In this paper, a new preconditioned iterative method is presented to solve a class of nonsymmetric nonsingular or singular saddle point problems. The implementation of the proposed preconditioned Krylov subspace method avoids solving inverse of Schur complement and only needs to solve one linear sub-system at each step, which implies that it may save considerable costs. Theoretical convergence analysis, including the bounds of eigenvalues and eigenvectors, the degree of the minimal polynomial of the preconditioned matrix, are discussed in details. Moreover, a novel algebraic estimation technique for finding a practical iteration parameter is presented, which is very effective and practical even for large scale problems.

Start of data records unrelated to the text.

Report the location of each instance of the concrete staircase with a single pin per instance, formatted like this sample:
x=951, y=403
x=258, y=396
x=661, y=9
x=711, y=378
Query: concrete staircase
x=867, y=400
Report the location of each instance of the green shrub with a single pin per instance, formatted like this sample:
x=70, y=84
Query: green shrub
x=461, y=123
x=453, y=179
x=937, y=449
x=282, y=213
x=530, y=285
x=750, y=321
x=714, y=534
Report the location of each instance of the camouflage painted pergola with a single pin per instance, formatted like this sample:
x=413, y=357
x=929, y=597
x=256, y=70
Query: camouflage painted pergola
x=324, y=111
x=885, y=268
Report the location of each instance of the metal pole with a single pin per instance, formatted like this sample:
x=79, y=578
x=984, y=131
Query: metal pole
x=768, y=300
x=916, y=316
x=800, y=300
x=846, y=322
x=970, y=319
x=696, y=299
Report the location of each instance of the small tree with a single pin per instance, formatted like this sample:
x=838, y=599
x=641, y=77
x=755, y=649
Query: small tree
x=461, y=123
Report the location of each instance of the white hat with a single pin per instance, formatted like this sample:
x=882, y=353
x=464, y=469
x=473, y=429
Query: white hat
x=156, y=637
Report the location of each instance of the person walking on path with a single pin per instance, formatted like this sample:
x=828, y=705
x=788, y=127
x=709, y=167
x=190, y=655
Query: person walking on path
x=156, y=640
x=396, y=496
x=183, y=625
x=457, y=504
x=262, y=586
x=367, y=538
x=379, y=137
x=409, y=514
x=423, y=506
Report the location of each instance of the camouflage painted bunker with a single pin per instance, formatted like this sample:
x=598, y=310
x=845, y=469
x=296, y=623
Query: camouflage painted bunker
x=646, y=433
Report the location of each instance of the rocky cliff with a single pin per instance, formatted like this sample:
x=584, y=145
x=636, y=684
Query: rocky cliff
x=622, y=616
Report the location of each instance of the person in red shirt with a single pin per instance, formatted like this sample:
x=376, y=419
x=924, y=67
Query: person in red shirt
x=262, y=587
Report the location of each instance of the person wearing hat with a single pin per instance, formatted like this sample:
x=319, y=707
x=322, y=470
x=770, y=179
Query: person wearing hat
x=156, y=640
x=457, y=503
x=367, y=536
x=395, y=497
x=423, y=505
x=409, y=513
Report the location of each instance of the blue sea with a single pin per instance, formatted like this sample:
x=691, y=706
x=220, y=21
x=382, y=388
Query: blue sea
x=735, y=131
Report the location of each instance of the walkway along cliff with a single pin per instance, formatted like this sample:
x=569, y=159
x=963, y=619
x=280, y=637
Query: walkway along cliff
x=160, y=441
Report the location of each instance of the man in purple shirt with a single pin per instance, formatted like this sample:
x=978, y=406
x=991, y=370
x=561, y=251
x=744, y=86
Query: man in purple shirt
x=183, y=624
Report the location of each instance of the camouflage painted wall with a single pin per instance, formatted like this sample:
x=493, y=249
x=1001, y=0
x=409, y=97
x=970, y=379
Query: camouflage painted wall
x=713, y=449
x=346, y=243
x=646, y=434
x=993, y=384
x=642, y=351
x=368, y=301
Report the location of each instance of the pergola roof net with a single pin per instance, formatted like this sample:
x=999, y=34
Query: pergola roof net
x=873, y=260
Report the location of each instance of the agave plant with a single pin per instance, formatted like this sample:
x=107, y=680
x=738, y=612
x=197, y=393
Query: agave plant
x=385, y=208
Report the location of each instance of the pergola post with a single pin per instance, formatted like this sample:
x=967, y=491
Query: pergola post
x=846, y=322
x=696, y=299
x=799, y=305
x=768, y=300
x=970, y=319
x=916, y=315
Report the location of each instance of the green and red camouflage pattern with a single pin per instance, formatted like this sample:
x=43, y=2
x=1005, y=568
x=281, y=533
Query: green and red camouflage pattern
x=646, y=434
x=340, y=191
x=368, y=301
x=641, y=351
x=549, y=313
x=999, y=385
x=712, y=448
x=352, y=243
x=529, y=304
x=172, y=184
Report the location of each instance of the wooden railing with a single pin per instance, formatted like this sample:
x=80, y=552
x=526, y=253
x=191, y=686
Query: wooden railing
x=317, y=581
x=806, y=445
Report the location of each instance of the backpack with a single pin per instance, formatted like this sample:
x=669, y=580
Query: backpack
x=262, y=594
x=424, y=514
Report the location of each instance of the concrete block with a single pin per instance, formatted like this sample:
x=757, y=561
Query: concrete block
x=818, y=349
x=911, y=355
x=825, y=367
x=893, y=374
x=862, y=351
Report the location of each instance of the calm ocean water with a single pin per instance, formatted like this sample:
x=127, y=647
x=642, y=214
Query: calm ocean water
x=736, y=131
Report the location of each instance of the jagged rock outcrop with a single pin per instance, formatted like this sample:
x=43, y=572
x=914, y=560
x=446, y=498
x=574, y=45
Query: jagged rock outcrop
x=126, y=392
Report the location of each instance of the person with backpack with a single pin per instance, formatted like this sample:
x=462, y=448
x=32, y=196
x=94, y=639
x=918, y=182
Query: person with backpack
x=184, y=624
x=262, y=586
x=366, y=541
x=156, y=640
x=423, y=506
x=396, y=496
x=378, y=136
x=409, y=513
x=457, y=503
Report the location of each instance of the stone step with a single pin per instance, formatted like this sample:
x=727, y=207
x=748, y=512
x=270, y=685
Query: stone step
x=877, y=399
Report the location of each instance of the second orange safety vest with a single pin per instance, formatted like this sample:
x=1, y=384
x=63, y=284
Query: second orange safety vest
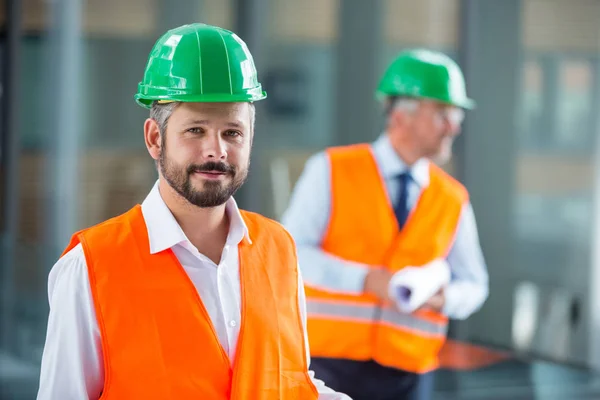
x=363, y=228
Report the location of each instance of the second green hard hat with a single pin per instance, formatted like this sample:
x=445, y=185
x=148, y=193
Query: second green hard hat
x=425, y=74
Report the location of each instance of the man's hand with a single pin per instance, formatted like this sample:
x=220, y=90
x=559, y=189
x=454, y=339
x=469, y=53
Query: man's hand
x=436, y=302
x=377, y=282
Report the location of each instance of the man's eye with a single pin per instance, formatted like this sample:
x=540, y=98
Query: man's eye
x=232, y=133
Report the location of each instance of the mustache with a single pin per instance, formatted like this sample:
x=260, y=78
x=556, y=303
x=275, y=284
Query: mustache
x=211, y=166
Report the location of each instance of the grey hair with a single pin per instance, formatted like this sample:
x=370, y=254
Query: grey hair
x=406, y=104
x=162, y=112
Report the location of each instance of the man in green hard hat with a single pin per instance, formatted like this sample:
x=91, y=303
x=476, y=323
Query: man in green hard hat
x=387, y=241
x=184, y=296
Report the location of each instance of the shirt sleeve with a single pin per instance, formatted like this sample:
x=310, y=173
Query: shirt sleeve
x=72, y=362
x=468, y=288
x=307, y=219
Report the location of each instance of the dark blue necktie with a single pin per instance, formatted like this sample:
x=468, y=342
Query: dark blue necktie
x=401, y=207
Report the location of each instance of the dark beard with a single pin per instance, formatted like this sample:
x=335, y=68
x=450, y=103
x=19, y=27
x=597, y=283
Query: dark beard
x=214, y=193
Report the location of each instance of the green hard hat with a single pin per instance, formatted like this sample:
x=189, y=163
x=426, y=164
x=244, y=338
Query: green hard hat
x=199, y=63
x=425, y=74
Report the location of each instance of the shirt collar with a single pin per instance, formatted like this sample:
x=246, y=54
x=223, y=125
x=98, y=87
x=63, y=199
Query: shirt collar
x=164, y=232
x=391, y=165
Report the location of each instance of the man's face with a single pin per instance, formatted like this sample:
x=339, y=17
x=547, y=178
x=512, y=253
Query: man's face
x=435, y=126
x=205, y=152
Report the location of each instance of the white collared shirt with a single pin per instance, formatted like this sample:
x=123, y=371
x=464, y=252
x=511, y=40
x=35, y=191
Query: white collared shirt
x=72, y=363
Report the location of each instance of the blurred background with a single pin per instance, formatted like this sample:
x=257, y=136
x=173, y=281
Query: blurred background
x=72, y=151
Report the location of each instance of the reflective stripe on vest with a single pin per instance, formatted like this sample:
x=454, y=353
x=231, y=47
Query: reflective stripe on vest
x=368, y=313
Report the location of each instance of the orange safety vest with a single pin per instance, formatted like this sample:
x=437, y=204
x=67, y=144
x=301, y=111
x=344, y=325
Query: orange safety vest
x=363, y=228
x=158, y=340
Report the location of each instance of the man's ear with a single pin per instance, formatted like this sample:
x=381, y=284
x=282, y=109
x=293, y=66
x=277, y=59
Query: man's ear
x=152, y=138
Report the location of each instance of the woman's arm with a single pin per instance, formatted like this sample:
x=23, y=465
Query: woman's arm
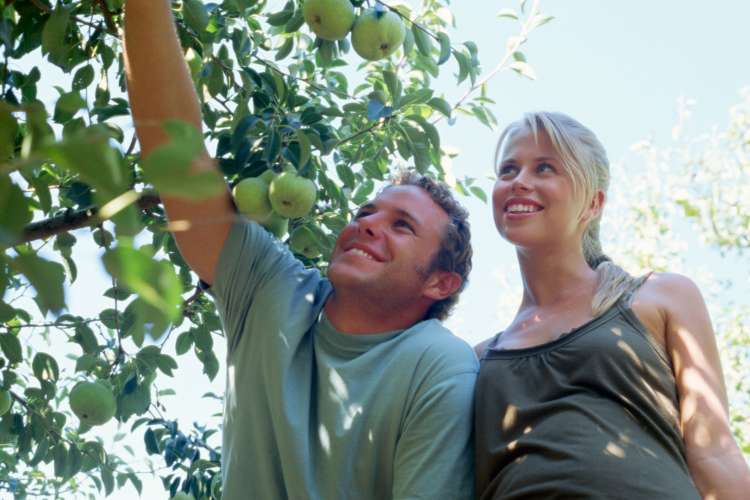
x=714, y=459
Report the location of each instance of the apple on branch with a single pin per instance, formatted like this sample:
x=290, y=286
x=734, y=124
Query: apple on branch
x=329, y=19
x=291, y=195
x=377, y=33
x=93, y=403
x=251, y=197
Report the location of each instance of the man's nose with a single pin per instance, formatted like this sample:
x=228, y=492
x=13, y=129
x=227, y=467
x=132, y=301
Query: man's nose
x=371, y=225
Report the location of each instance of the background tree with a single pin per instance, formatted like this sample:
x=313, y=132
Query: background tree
x=274, y=97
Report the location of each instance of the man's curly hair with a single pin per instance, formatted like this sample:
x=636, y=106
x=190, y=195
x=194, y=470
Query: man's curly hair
x=454, y=254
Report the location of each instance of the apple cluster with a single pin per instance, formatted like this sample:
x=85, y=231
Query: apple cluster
x=376, y=33
x=272, y=199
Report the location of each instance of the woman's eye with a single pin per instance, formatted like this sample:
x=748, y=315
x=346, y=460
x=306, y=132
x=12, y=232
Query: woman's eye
x=546, y=167
x=506, y=170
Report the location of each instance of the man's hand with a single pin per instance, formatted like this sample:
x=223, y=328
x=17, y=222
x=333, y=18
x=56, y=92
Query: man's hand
x=160, y=89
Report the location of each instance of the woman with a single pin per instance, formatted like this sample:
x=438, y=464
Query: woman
x=604, y=384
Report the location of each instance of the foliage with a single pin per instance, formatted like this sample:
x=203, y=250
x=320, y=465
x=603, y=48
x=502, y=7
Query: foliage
x=690, y=212
x=272, y=97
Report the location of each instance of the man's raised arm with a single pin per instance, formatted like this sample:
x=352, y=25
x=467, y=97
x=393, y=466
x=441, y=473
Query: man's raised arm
x=160, y=89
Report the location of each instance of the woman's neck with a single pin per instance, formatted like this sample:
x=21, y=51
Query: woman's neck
x=555, y=277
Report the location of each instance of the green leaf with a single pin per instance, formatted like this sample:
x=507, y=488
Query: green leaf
x=155, y=282
x=282, y=17
x=441, y=105
x=8, y=132
x=445, y=48
x=83, y=77
x=304, y=148
x=45, y=367
x=136, y=402
x=417, y=97
x=210, y=363
x=169, y=166
x=464, y=65
x=60, y=456
x=74, y=461
x=47, y=279
x=53, y=35
x=295, y=23
x=523, y=69
x=89, y=154
x=422, y=39
x=86, y=338
x=11, y=347
x=285, y=49
x=152, y=444
x=107, y=479
x=67, y=106
x=166, y=364
x=184, y=342
x=195, y=15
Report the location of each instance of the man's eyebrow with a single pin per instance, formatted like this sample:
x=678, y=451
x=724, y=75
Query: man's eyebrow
x=406, y=215
x=366, y=206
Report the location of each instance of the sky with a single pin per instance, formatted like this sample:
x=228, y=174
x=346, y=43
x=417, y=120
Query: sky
x=618, y=67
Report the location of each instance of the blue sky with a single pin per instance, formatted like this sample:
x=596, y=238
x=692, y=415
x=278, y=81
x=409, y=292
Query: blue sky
x=619, y=67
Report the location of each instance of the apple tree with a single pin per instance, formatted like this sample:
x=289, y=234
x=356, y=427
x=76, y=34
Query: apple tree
x=283, y=97
x=690, y=213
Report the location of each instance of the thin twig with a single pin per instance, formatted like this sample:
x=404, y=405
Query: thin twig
x=75, y=220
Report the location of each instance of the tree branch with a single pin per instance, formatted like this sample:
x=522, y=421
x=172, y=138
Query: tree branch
x=75, y=219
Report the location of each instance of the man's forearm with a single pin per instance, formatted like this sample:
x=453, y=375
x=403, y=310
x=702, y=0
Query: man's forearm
x=159, y=82
x=160, y=89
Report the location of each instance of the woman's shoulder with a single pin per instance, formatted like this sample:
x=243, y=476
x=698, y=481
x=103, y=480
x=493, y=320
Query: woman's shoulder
x=664, y=288
x=661, y=297
x=482, y=347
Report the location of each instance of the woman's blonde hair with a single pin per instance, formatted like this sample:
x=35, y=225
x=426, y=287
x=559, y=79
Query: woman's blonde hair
x=585, y=161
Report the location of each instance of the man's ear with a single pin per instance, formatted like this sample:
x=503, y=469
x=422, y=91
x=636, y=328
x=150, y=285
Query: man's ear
x=441, y=285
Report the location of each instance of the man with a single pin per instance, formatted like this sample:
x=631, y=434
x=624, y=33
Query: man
x=337, y=388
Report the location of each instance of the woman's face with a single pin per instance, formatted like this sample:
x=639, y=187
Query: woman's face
x=533, y=201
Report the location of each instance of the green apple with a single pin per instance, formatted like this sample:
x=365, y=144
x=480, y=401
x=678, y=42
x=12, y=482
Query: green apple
x=5, y=401
x=377, y=34
x=267, y=175
x=277, y=225
x=292, y=196
x=194, y=62
x=92, y=402
x=303, y=241
x=181, y=495
x=329, y=19
x=251, y=198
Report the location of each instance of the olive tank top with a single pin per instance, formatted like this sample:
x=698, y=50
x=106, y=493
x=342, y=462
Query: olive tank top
x=592, y=414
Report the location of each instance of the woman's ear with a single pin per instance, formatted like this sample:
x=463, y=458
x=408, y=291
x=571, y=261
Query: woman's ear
x=595, y=207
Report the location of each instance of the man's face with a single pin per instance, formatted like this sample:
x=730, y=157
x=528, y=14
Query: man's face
x=387, y=248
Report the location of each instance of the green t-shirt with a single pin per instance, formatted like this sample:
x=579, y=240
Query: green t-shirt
x=313, y=413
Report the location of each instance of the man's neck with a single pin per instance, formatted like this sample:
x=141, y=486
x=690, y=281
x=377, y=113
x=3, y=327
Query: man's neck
x=353, y=314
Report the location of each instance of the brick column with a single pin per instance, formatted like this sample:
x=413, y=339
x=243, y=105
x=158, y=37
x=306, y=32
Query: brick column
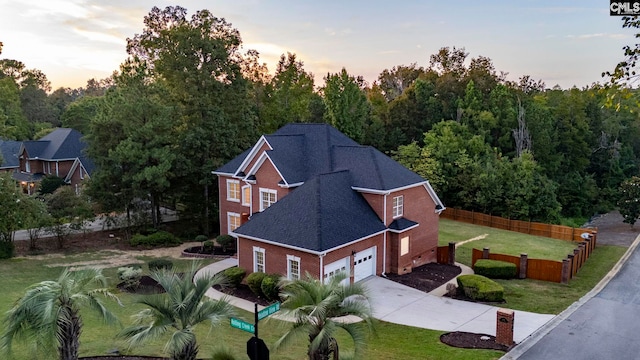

At last, some numerical examples are carried, showing that the theoretical results are valid and convincing.

在本文中，提出了一种新的预处理迭代方法来解决一类非对称非奇异或奇异鞍点问题。所提出的预处理克雷洛夫子空间方法的实现避免了求解 Schur 补的逆，并且每一步只需要求解一个线性子系统，这意味着它可以节省可观的成本。详细讨论了理论收敛性分析，包括特征值和特征向量的界限，预处理矩阵的最小多项式的次数。此外，提出了一种用于寻找实用迭代参数的新颖代数估计技术，即使对于大规模问题也非常有效和实用。最后给出了一些数值算例，表明理论结果是有效的和令人信服的。